When I lived in the northern Brooklyn, I used to hop on the G Train to visit the Museum of Moving Images in Queens with some regularity. I haven't been in years but they've redone the museum and they're holding special events and courting press. A few days back Spike Jonze interviewed David O. Russell about The Fighter. You can listen to the whole hour long event if you've got the time. But I thought I'd share two weird bits and two interesting anecdotes if you don't have the full hour.

David O. Russell and Spike Jonze discuss filmmaking

Two weird things

1. Spike Jonze's laugh is strange and delightful and just as weird as Natalie Portman's

2. About 34 minutes into the conversation Rosie Perez interrupts the interview because she has to leave the event early but doesn't want to leave without telling Russell how much she loved The Fighter "I laughed. I cried". There's just no mistaking that voice! (And there's one Oscar ballot to consider.)

Two anecdotes of interest

1. David O. Russell really really really loves Wes Anderson's The Royal Tenenbaums (2001). He claims to have seen it over 50 times. He talks about his change of heart with the movie.

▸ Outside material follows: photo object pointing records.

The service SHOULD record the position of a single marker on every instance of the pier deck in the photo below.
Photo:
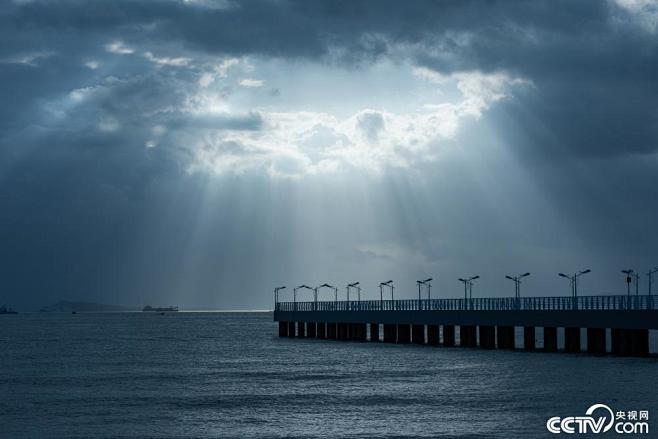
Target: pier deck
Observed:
(485, 322)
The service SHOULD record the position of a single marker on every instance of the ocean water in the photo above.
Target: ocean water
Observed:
(210, 375)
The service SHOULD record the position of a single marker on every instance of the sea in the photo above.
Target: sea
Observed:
(228, 375)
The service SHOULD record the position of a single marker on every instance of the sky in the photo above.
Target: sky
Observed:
(200, 153)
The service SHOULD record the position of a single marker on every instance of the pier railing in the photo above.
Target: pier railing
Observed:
(481, 304)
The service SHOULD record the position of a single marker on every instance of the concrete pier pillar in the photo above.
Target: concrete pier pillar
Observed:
(433, 335)
(596, 340)
(404, 333)
(374, 332)
(331, 331)
(311, 329)
(301, 329)
(505, 337)
(390, 333)
(468, 336)
(321, 330)
(418, 334)
(572, 340)
(630, 342)
(550, 338)
(357, 331)
(487, 337)
(283, 329)
(640, 342)
(342, 331)
(448, 335)
(529, 338)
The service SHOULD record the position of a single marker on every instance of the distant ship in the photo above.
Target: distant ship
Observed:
(5, 310)
(149, 308)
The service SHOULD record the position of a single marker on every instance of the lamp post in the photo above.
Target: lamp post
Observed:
(468, 286)
(294, 295)
(276, 295)
(381, 293)
(358, 289)
(629, 279)
(517, 286)
(574, 284)
(328, 286)
(427, 284)
(650, 275)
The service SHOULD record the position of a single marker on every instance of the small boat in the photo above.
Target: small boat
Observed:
(149, 308)
(5, 310)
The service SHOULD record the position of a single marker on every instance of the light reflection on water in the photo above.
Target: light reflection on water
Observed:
(228, 375)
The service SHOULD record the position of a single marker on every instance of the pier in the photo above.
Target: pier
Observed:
(617, 325)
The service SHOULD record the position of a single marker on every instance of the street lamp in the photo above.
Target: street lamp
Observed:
(427, 283)
(574, 284)
(327, 286)
(385, 284)
(294, 292)
(650, 275)
(517, 283)
(468, 286)
(358, 290)
(276, 295)
(628, 274)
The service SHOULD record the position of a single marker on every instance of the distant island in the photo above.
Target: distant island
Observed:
(67, 306)
(149, 308)
(6, 310)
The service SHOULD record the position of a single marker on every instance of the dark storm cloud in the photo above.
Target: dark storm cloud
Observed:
(592, 63)
(79, 191)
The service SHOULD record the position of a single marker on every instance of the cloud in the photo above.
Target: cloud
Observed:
(251, 83)
(167, 61)
(119, 48)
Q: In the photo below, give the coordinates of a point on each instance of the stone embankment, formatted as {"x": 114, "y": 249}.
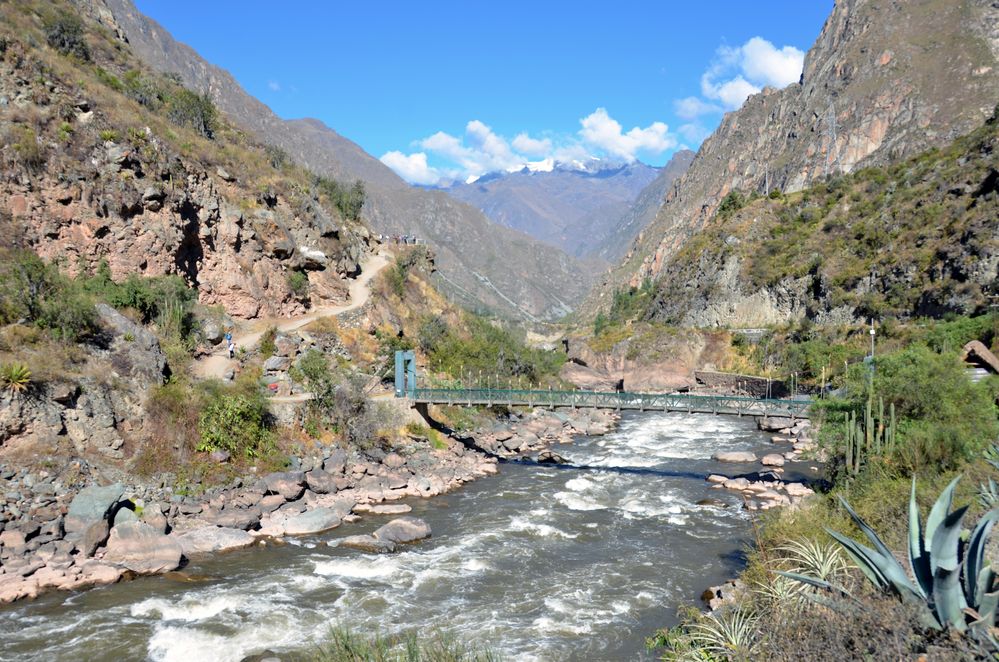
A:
{"x": 67, "y": 529}
{"x": 768, "y": 490}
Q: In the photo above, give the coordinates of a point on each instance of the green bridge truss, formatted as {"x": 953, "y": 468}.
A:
{"x": 406, "y": 387}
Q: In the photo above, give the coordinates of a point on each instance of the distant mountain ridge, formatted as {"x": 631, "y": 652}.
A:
{"x": 576, "y": 206}
{"x": 484, "y": 264}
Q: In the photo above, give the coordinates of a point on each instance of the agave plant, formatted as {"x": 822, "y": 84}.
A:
{"x": 730, "y": 635}
{"x": 952, "y": 581}
{"x": 15, "y": 378}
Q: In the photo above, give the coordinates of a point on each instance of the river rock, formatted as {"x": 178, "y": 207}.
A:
{"x": 90, "y": 505}
{"x": 734, "y": 456}
{"x": 404, "y": 529}
{"x": 321, "y": 482}
{"x": 210, "y": 539}
{"x": 550, "y": 457}
{"x": 289, "y": 484}
{"x": 773, "y": 460}
{"x": 383, "y": 509}
{"x": 365, "y": 543}
{"x": 139, "y": 548}
{"x": 312, "y": 521}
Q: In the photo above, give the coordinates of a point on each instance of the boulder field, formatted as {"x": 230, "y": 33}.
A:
{"x": 83, "y": 524}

When it first came out -- we were a little bit of group with Wes and Sofia [Coppola]. Wes shared the script with me and I didn't really get it. I was like 'Wes, I don't know if you know this but there's no 375th street in New York. He says "No, I'm making up New York."

When I saw the film I still didn't get it, still didn't really get it and I was a huge fan of Rushmore. The funny thing is how your feelings can change about cinema. So if you don't like any of my movies just give it ten years. [Laughter] Ten years later my son he loves The Royal Tenenbaums and I gotta tell you I just fell in love with it. I see so much brilliance in it. I think it's Gene Hackman's greatest performance and it plays constantly in my car.

He goes on to explain that he has a tv in his car and that he watches the movie while driving "Well, there's a lot of traffic" he says getting a big laugh from the room.

2. The second bit that stuck out for me is obvious but I had never really processed it. Originally Darren Aronofsky (who we were just discussing) was attached and Russell, in explaining what he was drawn to in the material, reveals just how different that film would have been. That's a big "duh" but it struck me nonetheless.

Right now what interests me most is something that's very real and emotional and raw and fascinating in a way that certain characters or people can be. Like, that's an amazing character. That's someone i could watch or look at or listen to for a long time. That's what interests me the most, characters that make my mouth hang open like "WHO ARE YOU?"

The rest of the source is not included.